When teatime came, the doorbell rang. Squarehead and Hairy Scary (the monster who lived under Squarehead’s bed) peeped through the curtains and watched Square Brian and his mum standing on the front door step.
Squarehead’s mum opened the front door and smiled at Square Brian’s mum.
“Hello again.“ Said Square Brian’s mum. “This is….”
She looked down at where Square Brian should be – but he’d vanished.
“Oh…” Said Square Brian’s mum.
Hairy Scary and Squarehead could see Brian disappearing down the road in the direction of the park.
“Why’s he done that?” Asked Hairy Scary.
“I’m so sorry.” Said Brian’s mum. “He’s very shy and sometimes the thought of meeting new people is too much to bear.”
Squarehead and Hairy Scary said they would go and look for Square Brian. It didn’t take long to find him. They went into the park and saw him sitting under a tree on his own, staring at the ground. They walked over and sat down beside him.
“I know how it feels to be shy.” Said Hairy Scary.
“I used to be so shy, I could hardly breathe.” Said Hairy. “My shyness got so bad, I thought I would faint.”
Square Brian snatched a quick look at Hairy Scary and then stared hard at the ground again.
“I used to wish the ground would swallow me up.” Said Hairy Scary.

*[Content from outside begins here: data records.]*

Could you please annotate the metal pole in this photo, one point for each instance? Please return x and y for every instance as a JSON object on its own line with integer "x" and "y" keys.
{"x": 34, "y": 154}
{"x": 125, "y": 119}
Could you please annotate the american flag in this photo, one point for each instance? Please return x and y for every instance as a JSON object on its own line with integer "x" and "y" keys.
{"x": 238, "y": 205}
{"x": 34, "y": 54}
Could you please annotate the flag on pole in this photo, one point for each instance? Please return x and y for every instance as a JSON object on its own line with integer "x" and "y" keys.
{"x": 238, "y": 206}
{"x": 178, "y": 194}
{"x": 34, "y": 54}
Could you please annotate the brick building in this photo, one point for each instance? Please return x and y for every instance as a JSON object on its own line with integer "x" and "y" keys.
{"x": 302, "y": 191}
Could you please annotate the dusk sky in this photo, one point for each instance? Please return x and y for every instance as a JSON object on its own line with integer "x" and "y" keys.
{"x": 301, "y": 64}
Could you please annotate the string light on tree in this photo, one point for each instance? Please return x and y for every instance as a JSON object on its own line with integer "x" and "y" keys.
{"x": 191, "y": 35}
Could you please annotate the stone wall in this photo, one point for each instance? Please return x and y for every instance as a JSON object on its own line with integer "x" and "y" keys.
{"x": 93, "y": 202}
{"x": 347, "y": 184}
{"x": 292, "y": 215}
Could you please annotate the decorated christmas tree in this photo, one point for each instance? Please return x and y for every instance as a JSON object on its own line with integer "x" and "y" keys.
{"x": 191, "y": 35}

Square Brian, gave a little nod.
“And then,” said Hairy Scary, “someone gave me this.”
Hairy Scary took something off his face and, for a fleeting moment, he looked timid and scared. He held it up for them to see.
Squarehead and Square Brian stared…
“I can’t see anything.” Said Squarehead.
“Of course you can’t,” said Hairy Scary, “it’s invisible.”

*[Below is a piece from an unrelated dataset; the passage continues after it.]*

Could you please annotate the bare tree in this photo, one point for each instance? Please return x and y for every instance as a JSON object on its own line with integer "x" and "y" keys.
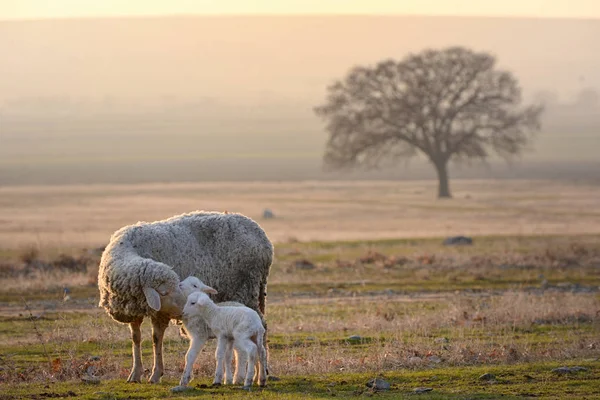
{"x": 449, "y": 104}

Square Brian was beginning to forget about his shyness. He was fascinated by this invisible thing.
“What is it?” He asked, very quietly.
Hairy Scary smiled.
“It’s an invisible mask – can you see?”
Both the boys stared even harder, but of course they couldn’t see.

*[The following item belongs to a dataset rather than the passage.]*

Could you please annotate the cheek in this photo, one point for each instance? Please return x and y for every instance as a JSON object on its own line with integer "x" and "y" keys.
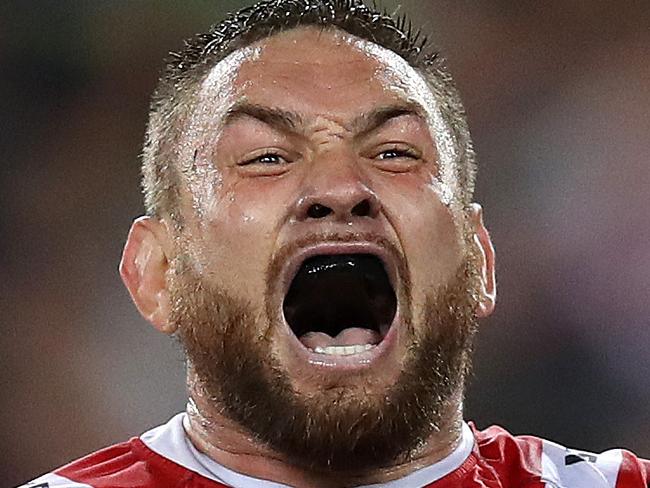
{"x": 427, "y": 231}
{"x": 239, "y": 235}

“I feel afraid, like you.” Said Hairy, “So I put on this mask every day. It doesn’t make the fear disappear, but it makes me feel a little better. It helps me feel brave enough to face the world. And now it will help you, too.”
“Try it,” he said to Square Brian, “it’s magic.”
Brian took the mask from Hairy Scary and put it on. His anxious expression melted away and, for the first time, he smiled.
“But what will you do?” he said to Hairy Scary.
“I’ll make another one.” Said Hairy, and he waved his arms in the air as if he were doing a conjuring trick.
“Here it is.” He said, and popped it over his face. “Now we both have magical masks, but no-one would know we were wearing them.”
The next day at school, Square Brian stood up in front of the class and told them all about himself. He even told a joke which made everyone laugh. He played squareball in the playground and chatted to everyone like they were old friends.
After that, the children thought Square Brian was really quite nice and not odd at all – well maybe a little odd but not in a way that mattered. After all, we’re all a little odd in our own way, aren’t we?
One night, just before they went to sleep, Squarehead asked Hairy Scary about the masks: “Are they…are they really real?”
Hairy Scary smiled: “That depends,” he said, “on whether you’re wearing one, or not.”
*We didn’t make this story up. It was first told by a man called Paul Magrs about a childhood friend, who once met David Bowie (a famous singer, songwriter and actor). Bowie gave his invisible mask to the boy saying that, like the boy, he often felt afraid, but the mask helped him feel better.